In Podcast 11, Nixon and Stripling pull off another tactical masterstroke.  They bring Hiss and Chambers together, to the surprise of both of them, in a hotel room in New York City.  Despite the locale, it’s a formal hearing of Nixon’s HUAC Subcommittee and there is a transcript (not to mention half a dozen memoirs).  Nixon asks Hiss, once and for all, if Chambers is the man he knew as George Crosley 10-15 years before.  What happened next has been called “bizarre and even incredible” and “a bit like a Henry James story, . . . full of subtleties and ambiguities.”  Hiss and Stripling were both there and, although they agreed on very little, each in his memoir used the exact same phrase to describe what happened — “something out of a dream.”

Further Research:

Episode 11:  The descriptions of the scene in Suite 1400 of the Commodore Hotel in New York City in the principals’ memoirs are Chambers at 599-615 (at 603 “I felt what any humane man must feel when, pursuing an end he is convinced is right, finds himself the instrument of another man’s disaster”), Hiss at 81-99 (at 99, “I resented the Committee’s callous and ruthless procedures.  . . .  [T]he Committee and I were now at war.”), Nixon (Six Crises at 31-37, (RN at 61-63 (at 61), “I do not think that I have ever seen one man look at another with more hatred in his eyes than did Alger Hiss when he looked at Whittaker Chambers.”), Stripling at 126-32 (at 128, when Chambers entered the hotel sitting room where Hiss was, “Hiss did not turn around, did not change his expression.  I suppose I expected him to leap up, wheel around, and demand why this man — whom he had testified he did not know — had made these astounding charges against him.”).   See also Weinstein at 45-49 and  Alistair Cooke (at 73-84) describing (at 74) the scene as one that “began circumspectly enough and ended in a naked and desperate scramble for reputation.”

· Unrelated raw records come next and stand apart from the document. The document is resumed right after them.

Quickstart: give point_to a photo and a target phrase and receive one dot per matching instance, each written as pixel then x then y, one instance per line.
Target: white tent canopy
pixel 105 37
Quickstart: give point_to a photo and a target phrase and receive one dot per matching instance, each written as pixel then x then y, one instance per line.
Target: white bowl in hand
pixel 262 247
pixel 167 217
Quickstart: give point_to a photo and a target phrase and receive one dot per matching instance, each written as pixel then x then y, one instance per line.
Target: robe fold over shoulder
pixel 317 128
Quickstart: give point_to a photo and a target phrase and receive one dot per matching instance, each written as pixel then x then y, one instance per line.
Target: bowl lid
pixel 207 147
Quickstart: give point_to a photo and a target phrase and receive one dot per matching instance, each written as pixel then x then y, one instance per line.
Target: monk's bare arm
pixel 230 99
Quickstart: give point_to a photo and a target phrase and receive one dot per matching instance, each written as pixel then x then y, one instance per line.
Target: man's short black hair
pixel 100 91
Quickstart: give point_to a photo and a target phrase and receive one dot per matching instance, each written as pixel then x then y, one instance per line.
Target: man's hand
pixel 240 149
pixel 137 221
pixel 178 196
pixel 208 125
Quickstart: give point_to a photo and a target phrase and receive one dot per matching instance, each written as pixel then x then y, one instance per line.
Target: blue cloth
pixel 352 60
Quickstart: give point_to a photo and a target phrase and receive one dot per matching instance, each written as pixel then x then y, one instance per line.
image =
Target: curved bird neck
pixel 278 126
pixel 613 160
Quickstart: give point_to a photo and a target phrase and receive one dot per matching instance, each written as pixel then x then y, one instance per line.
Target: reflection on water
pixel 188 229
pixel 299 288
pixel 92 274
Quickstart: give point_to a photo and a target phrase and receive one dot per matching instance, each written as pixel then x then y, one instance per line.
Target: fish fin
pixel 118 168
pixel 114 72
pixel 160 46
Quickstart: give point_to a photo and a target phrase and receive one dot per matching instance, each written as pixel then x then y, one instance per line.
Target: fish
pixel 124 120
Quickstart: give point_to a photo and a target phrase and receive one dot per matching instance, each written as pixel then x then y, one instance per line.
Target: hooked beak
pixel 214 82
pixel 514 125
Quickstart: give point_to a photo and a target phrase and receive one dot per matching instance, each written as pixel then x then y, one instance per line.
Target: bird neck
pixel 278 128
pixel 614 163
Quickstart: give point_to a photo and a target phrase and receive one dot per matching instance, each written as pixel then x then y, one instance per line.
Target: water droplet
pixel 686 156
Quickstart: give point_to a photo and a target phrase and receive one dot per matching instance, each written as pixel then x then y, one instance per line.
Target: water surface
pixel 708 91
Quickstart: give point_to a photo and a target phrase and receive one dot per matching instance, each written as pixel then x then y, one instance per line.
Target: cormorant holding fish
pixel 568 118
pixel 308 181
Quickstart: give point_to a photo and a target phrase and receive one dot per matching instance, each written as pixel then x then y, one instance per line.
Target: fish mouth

Hiss brought along a friend, Mr. Charles Dollard, President of the Carnegie Corporation of New York.  Chambers writes (Witness at 603) that Dollard “hovers at the edge of the ensuing scene like the ‘first attendant, friend to the Duke’ in a Shakespeare play.  Most of the time he  lurked in one corner of the room . . . with a curiously fixed smile on his face, which Hiss’s loftier jibes turned incandescent with amusement.  . . .  I am not alone in supposing that this by-play was intended to convey the sense that these two beings were native to another atmosphere, were merely condescending, a little impatiently, to the summons of the earthlings in the room.”   Dollard later told Hiss’s attorneys that “Alger behaved very badly.”  (Weinstein at 49 (footnote).)

Questions:  Do you think, as I do, that when Hiss asked to speak with Chambers’ dentist, he was just trying to abort the hearing, to close down the scene because he had no idea what to do — ‘get me the hell out of here,’ ‘beam me up, Scottie!’  Do you sympathize with Chambers, who wrote that “I felt somewhat like a broken-mouthed sheep whose jaws have been pried open and are being inspected by wary buyers at an auction”?  (Chambers at 606.)